By Darren Smith, Weekend Contributor
The proposal involves installation of the readers and feeding the license data to the central computer system that serves the police department’s LPRs installed on patrol cars. It promises to be a monumentally cost inefficient system despite what city officials might claim. The civil liberties implications notwithstanding.
Psst, car thieves of California: be sure to take in your stolen car when you take out the trash.
We featured an article HERE describing this type of system of license plate readers.
Reportedly, the cost of fitting a police vehicle with the license plate reading system is about $34,200.00. While it is unknown if this type of cost will be applied to a garbage truck owned by a private corporation, it certainly describes well the amount of money involved.
In our sister article the Oakland Police Department reported approximately .16% of all license plates read resulted in a hit on a wanted vehicle. Yet, the city here spends over thirty four thousand per vehicle to read these plates. Now, there is this proposal to equip a number of garbage trucks. Why is this a poor cost benefit?
First, San Jose is the tenth largest city in the United States.

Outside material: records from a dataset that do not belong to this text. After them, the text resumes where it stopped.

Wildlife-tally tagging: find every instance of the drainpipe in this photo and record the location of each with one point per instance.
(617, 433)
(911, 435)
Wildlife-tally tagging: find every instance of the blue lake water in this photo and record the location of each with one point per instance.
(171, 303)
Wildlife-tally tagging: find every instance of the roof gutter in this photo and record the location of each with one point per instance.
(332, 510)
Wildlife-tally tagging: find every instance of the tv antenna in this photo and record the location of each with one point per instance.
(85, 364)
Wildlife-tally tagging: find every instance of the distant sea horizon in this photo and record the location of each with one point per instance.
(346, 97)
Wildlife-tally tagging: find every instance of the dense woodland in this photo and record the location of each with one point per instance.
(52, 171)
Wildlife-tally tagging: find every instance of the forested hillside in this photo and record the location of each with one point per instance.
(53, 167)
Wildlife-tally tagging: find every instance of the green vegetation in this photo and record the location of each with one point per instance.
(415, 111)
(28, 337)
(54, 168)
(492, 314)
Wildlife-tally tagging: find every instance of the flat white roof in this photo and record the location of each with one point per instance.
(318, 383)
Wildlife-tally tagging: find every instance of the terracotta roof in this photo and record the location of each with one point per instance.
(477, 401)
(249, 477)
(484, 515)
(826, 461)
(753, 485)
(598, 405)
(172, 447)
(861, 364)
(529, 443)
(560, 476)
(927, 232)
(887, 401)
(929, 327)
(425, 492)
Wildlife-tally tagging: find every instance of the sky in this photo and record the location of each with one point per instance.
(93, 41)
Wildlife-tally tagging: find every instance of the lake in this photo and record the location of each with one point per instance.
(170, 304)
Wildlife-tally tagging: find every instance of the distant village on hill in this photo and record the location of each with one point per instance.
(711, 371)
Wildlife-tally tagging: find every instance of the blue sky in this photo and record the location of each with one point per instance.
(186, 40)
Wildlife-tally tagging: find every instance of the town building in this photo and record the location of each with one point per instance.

The number of garbage trucks that would be required to read each neighborhood, a goal of these city officials, is likely to be in the hundreds. To make such a system effective would require each truck on duty to carry a reader or, alternatively, have few trucks that are rotated. The advantage of the former would be a quicker turn around time for reads of neighborhoods, that is once per week. The disadvantage is certainly cost. In the latter scenario having few trucks that are rotated makes the probability of finding stolen vehicles nearly consistent with mere chance and luck.
The best element of assessing cost/benefit would be to estimate the cost of the system per vehicle recovered. Few would agree that if the cost per recovery was a few thousand dollars, it would not merit such expense but it could easily be the case.
Additionally, if the wanted vehicle discovered is moving, the data is of almost no value to the police because, frankly, garbage trucks generally do not pull over stolen vehicles. The police are not going to be around when the hits occur unlike a police vehicle mounted system where they obviously will.
Privacy issues aside, this is not a reasonable use of the city’s money–especially when the department is reportedly reducing its staffing levels.